As for the shorter bed - in our house it doesn't make difference. Dh is 6'5" and sleeps comfortably on our rear slide king that is also 74" long. Most people don't sleep in a straight line.

We purchased our own electric tongue jack.

Have you been in either camper yet? You are going to have to decide which is more important and which fits your needs better.


----------



## G-Unit (Sep 4, 2011)

Well, we did go into both units this weekend and decided that the Outback was a better choice and we absolutly loved it our first weekend out! Had a very nice experience with Holman Motors and had a few minor issues that are going to be resolved. All in all the kids love their "room" but we love the storage. The Laredo lacked the storage we were looking for and so far is more than we need......but we are working on that! The outdoor kitchen was nice along with my Coleman Roadtrip. Hot Shower, Hot Water and the Lav. is a huge upgrade to our pop-up. We coulnt be more happy. Planning our next trip right now, just got home!


----------



## thelmasgang (Apr 27, 2009)

G-Unit said:


> Well, we did go into both units this weekend and decided that the Outback was a better choice and we absolutly loved it our first weekend out! Had a very nice experience with Holman Motors and had a few minor issues that are going to be resolved. All in all the kids love their "room" but we love the storage. The Laredo lacked the storage we were looking for and so far is more than we need......but we are working on that! The outdoor kitchen was nice along with my Coleman Roadtrip. Hot Shower, Hot Water and the Lav. is a huge upgrade to our pop-up. We coulnt be more happy. Planning our next trip right now, just got home!

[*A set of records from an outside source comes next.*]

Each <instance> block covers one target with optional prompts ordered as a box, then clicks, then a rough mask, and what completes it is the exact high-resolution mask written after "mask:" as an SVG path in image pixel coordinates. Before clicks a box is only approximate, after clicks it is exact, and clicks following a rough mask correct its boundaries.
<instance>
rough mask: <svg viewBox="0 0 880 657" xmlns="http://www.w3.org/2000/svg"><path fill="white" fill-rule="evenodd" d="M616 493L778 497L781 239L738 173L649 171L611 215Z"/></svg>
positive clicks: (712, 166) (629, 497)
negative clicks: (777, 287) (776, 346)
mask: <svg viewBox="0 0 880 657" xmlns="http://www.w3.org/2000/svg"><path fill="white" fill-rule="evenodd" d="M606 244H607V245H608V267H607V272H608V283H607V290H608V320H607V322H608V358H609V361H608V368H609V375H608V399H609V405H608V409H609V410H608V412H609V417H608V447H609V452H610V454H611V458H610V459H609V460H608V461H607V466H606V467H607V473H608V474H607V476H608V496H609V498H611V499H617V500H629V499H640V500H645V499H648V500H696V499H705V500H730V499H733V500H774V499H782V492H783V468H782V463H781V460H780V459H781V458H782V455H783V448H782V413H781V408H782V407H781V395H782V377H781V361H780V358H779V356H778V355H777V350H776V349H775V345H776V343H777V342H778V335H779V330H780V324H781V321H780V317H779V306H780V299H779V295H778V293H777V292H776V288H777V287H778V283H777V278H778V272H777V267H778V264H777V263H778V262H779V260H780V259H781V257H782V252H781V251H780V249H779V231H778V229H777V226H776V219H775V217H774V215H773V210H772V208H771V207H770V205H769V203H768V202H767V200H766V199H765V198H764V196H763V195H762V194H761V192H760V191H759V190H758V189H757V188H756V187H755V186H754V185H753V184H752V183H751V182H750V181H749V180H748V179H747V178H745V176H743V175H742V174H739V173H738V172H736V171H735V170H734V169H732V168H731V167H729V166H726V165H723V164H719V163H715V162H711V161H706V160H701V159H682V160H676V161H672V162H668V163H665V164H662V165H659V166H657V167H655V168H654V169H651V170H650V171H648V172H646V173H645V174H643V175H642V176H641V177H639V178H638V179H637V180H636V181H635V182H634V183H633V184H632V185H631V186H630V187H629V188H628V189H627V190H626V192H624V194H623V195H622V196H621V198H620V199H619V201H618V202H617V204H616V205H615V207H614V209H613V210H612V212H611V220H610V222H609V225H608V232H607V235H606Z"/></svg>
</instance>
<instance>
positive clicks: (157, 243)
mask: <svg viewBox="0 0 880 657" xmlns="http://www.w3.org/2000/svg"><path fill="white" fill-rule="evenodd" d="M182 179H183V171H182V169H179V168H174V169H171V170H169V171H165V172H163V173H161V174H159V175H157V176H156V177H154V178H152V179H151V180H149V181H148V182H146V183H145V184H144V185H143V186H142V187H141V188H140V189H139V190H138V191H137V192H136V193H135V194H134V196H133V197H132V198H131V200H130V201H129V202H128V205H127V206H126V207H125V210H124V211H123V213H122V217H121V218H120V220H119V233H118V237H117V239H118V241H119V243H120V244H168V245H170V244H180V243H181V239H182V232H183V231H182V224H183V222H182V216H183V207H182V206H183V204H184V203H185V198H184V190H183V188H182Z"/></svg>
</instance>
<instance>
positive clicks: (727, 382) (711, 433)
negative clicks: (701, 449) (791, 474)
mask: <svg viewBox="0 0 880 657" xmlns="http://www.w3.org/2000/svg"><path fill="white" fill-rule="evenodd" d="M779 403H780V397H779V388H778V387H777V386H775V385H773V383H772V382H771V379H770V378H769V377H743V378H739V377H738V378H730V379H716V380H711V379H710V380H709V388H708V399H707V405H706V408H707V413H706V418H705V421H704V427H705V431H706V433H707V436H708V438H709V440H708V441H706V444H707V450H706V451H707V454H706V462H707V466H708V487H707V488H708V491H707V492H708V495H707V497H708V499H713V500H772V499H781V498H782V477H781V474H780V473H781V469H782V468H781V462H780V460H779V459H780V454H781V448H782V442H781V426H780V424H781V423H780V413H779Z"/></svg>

Congrats and welcome to the forum!!!


----------



## CampingRus (Jun 20, 2011)

G-Unit said:


> Well, we did go into both units this weekend and decided that the Outback was a better choice and we absolutly loved it our first weekend out! Had a very nice experience with Holman Motors and had a few minor issues that are going to be resolved. All in all the kids love their "room" but we love the storage. The Laredo lacked the storage we were looking for and so far is more than we need......but we are working on that! The outdoor kitchen was nice along with my Coleman Roadtrip. Hot Shower, Hot Water and the Lav. is a huge upgrade to our pop-up. We coulnt be more happy. Planning our next trip right now, just got home!


Congrats!! Pictures?? How big is the shower btw?


----------



## Mgonzo2u (Aug 3, 2004)

Oops, prior answer was in the wrong thread.

Congrats to you in this thread.


----------



## G-Unit (Sep 4, 2011)

Here they are


----------



## CampingRus (Jun 20, 2011)

Hey g-unit!

Funny running into you camping this weekend!!! Hope your family had a great time despite some of the rainy weather!

Jenn


----------